L’allergie aux pollens est aussi responsable de réactions au niveau de la peau, notamment en cas de transpiration associée (les pollens collent à la peau) et peut être l’un des facteurs à l’origine de crises d’eczéma atopique (ou dermatite atopique) ou de crises d’urticaire.

Les sujet dits « atopiques » présentent une inflammation chronique de la peau, la rendant très sensible aux facteurs environnementaux. Cette prédisposition augmente la réactivité au contact de pollens, qui se traduit par les symptômes classiques de l’eczéma atopique : rougeurs et démangeaisons, lésions liées aux grattages répétés…

Le saviez-vous ?

La relation entre l’exposition aux pollens et l’eczéma atopique a été mise en évidence par une étude clinique publiée dans le National Library of Medicine (4) . En exposant des personnes atteintes d’eczéma à des pollens de graminées, les chercheurs ont constaté une aggravation de leurs symptômes au niveau de la peau (démangeaisons, lésion) en lien avec le contact direct des pollens sur la peau préinflammée et indirectement en stimulant l’immunité allergique du sujet après inhalation.
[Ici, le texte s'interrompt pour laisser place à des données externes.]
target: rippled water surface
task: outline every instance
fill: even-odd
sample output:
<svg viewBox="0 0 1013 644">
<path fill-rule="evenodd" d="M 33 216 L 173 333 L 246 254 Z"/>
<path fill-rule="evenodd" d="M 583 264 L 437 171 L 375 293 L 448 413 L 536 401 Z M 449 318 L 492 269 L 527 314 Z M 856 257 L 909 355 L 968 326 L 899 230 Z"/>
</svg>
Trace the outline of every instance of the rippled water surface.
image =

Quels sont les principaux pollens allergisants ?

Parmi les pollens les plus allergisants identifiés en France métropolitaine, on recense des pollens d’arbres, d’herbacées et de graminées.

Espèces à risque allergique très élevé :

  • les graminées,
  • le bouleau,
  • le cyprès, le thuya, le genévrier et d’autres Cupressacées,
  • l’ambroisie à feuilles d’armoise (plante envahissante infestant certaines zones).
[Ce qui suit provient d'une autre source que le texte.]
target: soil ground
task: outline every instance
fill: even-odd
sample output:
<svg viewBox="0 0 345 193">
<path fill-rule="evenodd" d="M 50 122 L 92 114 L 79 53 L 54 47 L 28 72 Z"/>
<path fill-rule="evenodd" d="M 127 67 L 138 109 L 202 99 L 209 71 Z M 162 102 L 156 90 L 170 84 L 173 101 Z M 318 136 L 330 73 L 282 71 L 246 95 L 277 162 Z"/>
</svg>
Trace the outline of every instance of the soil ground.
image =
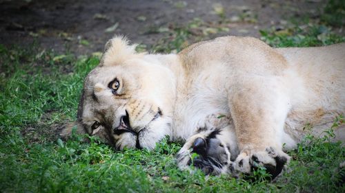
<svg viewBox="0 0 345 193">
<path fill-rule="evenodd" d="M 291 18 L 306 14 L 317 18 L 324 5 L 324 1 L 319 0 L 0 0 L 0 43 L 36 43 L 41 49 L 59 53 L 89 54 L 102 52 L 106 41 L 116 34 L 149 49 L 168 35 L 152 29 L 186 25 L 195 18 L 212 25 L 219 23 L 219 17 L 230 21 L 226 25 L 228 30 L 208 38 L 259 37 L 259 30 L 284 27 Z"/>
</svg>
Espèces à risque allergique élevé :

  • la pariétaire,
  • l’olivier,
  • l’armoise,
  • l’aulne,
  • le noisetier,
  • le charme,
  • le platane,
  • le chénopode, l’amarante et d’autres espèces de la famille des Amaranthacées,
  • le plantain.

Les allergies dues aux pollens en suspension dans l’air surviennent majoritairement au printemps, car c’est à cette saison que la majorité des plantes émettent du pollen pour se reproduire. Selon les conditions climatiques et la situation géographique, la pollinisation de chaque espèce ne survient pas au même moment.

Le démarrage et la fin de la saison pollinique, ainsi que les concentrations de pollens dans l’air sont des données essentielles pour permettre aux personnes allergiques d’adapter leurs traitements et leurs comportements, et tenter de réduire les symptômes de l’allergie.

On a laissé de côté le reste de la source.